The U.S. sanctions, announced on April 6, target officials and business people around President Vladimir Putin in an aggressive response to alleged Russian meddling in the 2016 U.S. election. The sanctions have triggered steep falls in the rouble and some Russian stocks.
Speaking before Russia's lower house of parliament, Medvedev said the new sanctions were an attempt to capture global markets for U.S. companies.
"There are quite a lot of products ... in our markets that we get from the USA," he said. It's not just securities... but a whole range of other products which are supplied to our market and produced by American business on the territory of our country."
"Measures in response should be well thought-out, not inflict harm to ourselves, and be appropriate.

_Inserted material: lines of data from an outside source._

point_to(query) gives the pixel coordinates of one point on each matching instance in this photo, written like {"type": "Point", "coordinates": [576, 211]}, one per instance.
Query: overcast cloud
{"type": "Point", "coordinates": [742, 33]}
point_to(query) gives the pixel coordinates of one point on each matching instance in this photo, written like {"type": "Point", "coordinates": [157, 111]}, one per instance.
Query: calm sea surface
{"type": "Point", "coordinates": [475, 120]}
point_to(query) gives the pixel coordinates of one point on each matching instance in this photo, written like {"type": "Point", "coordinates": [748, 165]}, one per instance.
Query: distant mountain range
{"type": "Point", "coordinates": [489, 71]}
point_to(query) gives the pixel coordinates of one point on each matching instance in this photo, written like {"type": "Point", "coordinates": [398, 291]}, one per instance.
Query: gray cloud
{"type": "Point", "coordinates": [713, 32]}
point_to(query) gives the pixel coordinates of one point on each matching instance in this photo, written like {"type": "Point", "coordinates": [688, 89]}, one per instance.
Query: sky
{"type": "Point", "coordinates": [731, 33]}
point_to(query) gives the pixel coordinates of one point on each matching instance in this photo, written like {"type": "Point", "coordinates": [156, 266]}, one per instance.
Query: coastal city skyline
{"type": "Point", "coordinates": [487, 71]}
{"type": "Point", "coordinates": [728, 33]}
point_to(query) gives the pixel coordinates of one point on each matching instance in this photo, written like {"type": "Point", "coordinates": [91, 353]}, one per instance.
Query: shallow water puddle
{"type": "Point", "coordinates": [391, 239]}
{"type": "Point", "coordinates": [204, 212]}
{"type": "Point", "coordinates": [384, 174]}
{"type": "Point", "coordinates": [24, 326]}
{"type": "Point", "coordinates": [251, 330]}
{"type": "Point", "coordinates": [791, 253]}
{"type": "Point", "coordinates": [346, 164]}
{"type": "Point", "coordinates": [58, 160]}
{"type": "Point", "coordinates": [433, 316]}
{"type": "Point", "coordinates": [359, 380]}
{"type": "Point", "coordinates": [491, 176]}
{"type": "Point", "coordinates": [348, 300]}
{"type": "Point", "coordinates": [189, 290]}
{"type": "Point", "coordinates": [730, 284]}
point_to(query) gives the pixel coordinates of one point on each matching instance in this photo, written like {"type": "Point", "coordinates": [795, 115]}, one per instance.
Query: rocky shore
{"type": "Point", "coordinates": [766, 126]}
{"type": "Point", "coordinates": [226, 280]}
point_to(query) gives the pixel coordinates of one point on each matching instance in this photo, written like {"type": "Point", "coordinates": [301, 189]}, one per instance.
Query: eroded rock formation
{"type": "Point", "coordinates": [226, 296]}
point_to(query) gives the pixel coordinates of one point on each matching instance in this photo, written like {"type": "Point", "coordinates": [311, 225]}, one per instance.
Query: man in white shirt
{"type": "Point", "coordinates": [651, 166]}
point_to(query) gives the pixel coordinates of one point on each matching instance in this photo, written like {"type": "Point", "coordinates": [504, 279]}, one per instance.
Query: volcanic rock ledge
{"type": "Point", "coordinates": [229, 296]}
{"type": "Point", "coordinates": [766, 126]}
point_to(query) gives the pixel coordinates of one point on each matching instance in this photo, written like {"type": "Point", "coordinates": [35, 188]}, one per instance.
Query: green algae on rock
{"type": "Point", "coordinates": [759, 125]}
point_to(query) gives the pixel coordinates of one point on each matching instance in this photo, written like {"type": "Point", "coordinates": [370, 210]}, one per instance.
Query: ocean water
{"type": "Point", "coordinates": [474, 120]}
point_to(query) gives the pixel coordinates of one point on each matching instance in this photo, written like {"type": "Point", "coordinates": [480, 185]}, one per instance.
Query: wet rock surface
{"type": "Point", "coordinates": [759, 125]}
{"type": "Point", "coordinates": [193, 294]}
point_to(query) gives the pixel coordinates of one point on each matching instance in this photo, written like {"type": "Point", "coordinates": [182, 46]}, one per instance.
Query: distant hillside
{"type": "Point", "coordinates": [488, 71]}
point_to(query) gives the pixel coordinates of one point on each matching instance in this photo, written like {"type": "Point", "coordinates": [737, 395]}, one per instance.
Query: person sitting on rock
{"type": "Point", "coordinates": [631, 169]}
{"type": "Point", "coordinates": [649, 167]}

I do not rule out that... we will have to weigh all aspects of our cooperation with the United States," Medvedev said.
Russia imported $12.5 billion worth of U.S. products in 2017, according to official Russian customs data. That included aircraft, machinery, pharmaceutical and chemical products.
Western companies, including Ford Motor Co, PepsiCo Inc and Coca-Cola's bottler Coca-Cola HBC , have also invested billions of dollars since the fall of the Soviet Union to set up local production in Russia.
In 2014, Russia banned a wide range of food imports from the Western countries in retaliation for international sanctions over the conflict in Ukraine. No restrictions have ever been applied to goods produced by foreign companies in Russia.
However, Russian state regulator hit U.S. fast-food chain McDonald's Corp. with a string of snap inspections in 2015, prompting it to temporarily shut many of its restaurants, which was widely seen as retaliation for the sanctions.